Linear Algebra for AI — Presentation 07

SVD, Low-Rank & LoRA

The Singular Value Decomposition is the most useful theorem in applied linear algebra. It gives the best low-rank approximation of any matrix — the foundation of LoRA, MLA, low-rank KV-cache compression, and almost every "just project to a smaller space" trick in modern ML.

SVDtruncated SVD Eckart-YoungLoRA DoRAMLA
A = UΣV truncate to top k best rank-k approx LoRA / DoRA / MLA
00

Topics We'll Cover

01

The Theorem & the Three Matrices

The SVD theorem. Every matrix $A \in \mathbb{R}^{m\times n}$ — any shape, any rank — can be factorised as

$$A = U\Sigma V^\top,$$

where $U \in \mathbb{R}^{m\times m}$ is orthogonal ($U^\top U = I$), $V \in \mathbb{R}^{n\times n}$ is orthogonal ($V^\top V = I$), and $\Sigma \in \mathbb{R}^{m\times n}$ is "diagonal" — non-negative entries $\sigma_1 \ge \sigma_2 \ge \cdots \ge 0$ on the main diagonal, zeros elsewhere.

The columns of $U$ are left singular vectors, the columns of $V$ are right singular vectors, and the $\sigma_i$ are singular values. The number of non-zero singular values equals $\mathrm{rank}\,A$.

Compact (thin) SVD

If $\mathrm{rank}\,A = r$, store only the first $r$ columns of $U$ and $V$ and the $r\times r$ leading block of $\Sigma$:

$$A = U_r \Sigma_r V_r^\top = \sum_{i=1}^r \sigma_i\, \mathbf{u}_i \mathbf{v}_i^\top.$$

The sum on the right is the rank-1-decomposition view: $A$ is a weighted sum of $r$ rank-1 outer products, each weighted by its singular value. Often more useful than the full thing.

Why "every matrix"?

Eigendecomposition exists only for some matrices (must be square, must be diagonalisable). SVD exists for all matrices — rectangular, rank-deficient, even all-zero. This generality is why SVD is the workhorse: when you don't know what shape your matrix is, write SVD.

02

Geometric Reading: Rotate, Scale, Rotate

Multiplication by $A$ does three things in sequence:

1. $V^\top$ — rotate

Rewrite the input vector in the orthonormal "right singular" basis. No stretching; just a rotation/reflection of axes.

2. $\Sigma$ — scale

Stretch each axis by its singular value. The $i$-th coordinate is multiplied by $\sigma_i$. Coordinates beyond rank are discarded (multiplied by 0).

3. $U$ — rotate

Rewrite the result in the standard basis of the output space.

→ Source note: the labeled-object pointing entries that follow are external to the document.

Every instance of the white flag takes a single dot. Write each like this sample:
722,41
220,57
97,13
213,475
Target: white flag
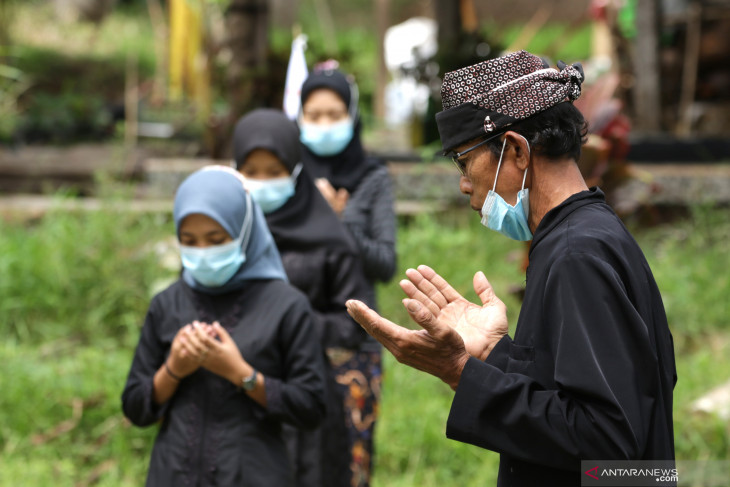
296,73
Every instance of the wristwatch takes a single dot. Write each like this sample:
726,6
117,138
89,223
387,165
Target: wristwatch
248,383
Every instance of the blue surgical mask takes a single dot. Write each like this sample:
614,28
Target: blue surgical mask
271,194
215,265
327,140
499,215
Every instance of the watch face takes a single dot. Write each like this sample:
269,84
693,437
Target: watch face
250,382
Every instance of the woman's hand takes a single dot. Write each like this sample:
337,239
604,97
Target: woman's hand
188,351
223,357
337,199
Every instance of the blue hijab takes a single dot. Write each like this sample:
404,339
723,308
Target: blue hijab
217,192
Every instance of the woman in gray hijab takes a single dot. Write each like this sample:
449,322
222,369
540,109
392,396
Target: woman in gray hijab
228,352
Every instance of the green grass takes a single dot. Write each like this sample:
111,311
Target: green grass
75,288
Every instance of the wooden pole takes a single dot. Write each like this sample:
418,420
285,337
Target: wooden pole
647,90
381,21
689,71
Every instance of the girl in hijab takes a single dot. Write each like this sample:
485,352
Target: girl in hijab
320,259
358,188
228,352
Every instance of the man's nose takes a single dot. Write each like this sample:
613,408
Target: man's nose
465,185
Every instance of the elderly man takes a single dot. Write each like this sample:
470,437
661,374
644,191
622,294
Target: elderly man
590,371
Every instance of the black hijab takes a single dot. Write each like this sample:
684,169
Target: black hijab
306,220
346,169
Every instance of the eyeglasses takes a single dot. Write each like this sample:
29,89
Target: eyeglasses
461,164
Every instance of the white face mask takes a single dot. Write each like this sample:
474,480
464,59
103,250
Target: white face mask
271,194
504,218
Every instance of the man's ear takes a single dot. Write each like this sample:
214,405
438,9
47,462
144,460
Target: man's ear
521,149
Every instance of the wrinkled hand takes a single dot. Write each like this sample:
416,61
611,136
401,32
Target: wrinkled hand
223,357
480,327
437,349
187,351
337,199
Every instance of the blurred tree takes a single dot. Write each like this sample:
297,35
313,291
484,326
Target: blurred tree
94,11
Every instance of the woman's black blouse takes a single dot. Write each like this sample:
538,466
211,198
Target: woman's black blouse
211,432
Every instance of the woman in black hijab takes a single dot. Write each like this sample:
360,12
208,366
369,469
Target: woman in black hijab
320,259
358,188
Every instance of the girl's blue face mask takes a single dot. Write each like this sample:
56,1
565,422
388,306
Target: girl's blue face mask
215,265
271,194
327,140
506,219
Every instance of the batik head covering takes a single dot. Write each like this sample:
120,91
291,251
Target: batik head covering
306,220
486,99
218,193
346,169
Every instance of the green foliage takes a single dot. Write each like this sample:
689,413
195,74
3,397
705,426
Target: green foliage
76,274
690,260
556,41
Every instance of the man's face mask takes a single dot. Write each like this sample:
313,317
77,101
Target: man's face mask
327,140
271,194
506,219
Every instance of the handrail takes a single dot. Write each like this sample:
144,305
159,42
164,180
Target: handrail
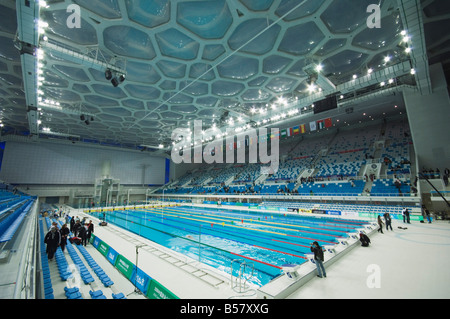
26,280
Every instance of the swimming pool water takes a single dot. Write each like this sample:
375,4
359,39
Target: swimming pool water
218,236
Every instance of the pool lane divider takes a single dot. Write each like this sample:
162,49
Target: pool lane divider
196,212
232,225
197,242
240,235
340,223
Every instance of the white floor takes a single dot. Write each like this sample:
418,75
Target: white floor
404,264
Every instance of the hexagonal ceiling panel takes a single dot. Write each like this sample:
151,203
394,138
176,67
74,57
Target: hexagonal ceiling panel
186,60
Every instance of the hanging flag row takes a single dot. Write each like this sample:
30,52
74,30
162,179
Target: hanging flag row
301,129
284,133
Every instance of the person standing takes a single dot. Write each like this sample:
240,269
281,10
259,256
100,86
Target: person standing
407,216
427,213
364,239
52,239
380,223
90,230
318,259
72,223
64,231
82,234
388,220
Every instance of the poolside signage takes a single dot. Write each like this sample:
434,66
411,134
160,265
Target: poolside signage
125,266
158,291
220,144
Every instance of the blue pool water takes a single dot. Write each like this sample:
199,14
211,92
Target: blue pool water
218,236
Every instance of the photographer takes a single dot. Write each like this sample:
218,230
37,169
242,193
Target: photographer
318,259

Again pure rotation/reflection.

Every linear map is, in the right pair of orthonormal bases, just a per-axis scaling. The two rotations are precisely the change-of-basis from "ordinary" to "principal" axes — on the input side and on the output side independently.

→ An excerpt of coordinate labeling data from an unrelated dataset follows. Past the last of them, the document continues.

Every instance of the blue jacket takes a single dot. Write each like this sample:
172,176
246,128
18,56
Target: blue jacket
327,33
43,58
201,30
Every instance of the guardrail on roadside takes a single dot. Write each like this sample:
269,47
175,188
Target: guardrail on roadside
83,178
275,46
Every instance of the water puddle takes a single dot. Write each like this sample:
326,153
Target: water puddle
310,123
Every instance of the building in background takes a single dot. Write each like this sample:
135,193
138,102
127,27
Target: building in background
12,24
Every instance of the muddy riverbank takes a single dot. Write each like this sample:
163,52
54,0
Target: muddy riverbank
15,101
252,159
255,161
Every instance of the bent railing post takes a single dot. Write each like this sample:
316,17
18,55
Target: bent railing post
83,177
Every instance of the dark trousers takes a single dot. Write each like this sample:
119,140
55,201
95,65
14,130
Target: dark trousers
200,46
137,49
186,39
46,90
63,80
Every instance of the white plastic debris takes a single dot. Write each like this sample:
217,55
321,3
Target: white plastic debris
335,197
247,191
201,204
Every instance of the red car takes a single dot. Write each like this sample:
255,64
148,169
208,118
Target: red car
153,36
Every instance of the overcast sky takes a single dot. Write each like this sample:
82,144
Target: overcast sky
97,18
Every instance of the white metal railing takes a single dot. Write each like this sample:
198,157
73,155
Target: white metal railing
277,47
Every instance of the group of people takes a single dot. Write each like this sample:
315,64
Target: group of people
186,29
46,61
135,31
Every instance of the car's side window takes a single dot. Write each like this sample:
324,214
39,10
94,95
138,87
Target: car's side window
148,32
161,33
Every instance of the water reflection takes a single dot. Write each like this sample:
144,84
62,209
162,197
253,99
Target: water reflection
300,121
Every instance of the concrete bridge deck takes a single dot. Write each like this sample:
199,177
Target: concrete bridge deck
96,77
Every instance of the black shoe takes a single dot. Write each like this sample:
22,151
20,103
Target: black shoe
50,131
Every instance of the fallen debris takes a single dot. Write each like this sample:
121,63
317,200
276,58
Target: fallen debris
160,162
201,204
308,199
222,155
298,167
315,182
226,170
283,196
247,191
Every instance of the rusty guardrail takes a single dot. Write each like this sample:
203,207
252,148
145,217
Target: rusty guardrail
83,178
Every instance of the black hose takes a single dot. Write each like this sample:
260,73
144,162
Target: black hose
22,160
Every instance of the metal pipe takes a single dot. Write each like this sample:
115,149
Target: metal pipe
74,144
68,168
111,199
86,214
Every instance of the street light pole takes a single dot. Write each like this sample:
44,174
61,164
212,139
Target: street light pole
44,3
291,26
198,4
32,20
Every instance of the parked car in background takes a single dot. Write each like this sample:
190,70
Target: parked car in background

What this means for the unit ball

$A$ takes the unit sphere $\{\mathbf{x} : \|\mathbf{x}\| = 1\}$ to an ellipsoid (or a degenerate flatter object if rank-deficient). The semi-axes of the ellipsoid are the singular values, and their directions are $U$. The largest singular value $\sigma_1$ is the maximum stretch any input direction can experience — the spectral norm $\|A\|_2 = \sigma_1$. The smallest non-zero singular value is the minimum stretch on the row space.

03

Relation to Eigendecomposition

For any $A$, the matrix $A^\top A$ is symmetric and PSD. Apply the spectral theorem (deck 06):

$$A^\top A = V \Sigma^\top \Sigma V^\top.$$

So the right singular vectors $V$ are the eigenvectors of $A^\top A$, and the singular values are the square roots of its eigenvalues.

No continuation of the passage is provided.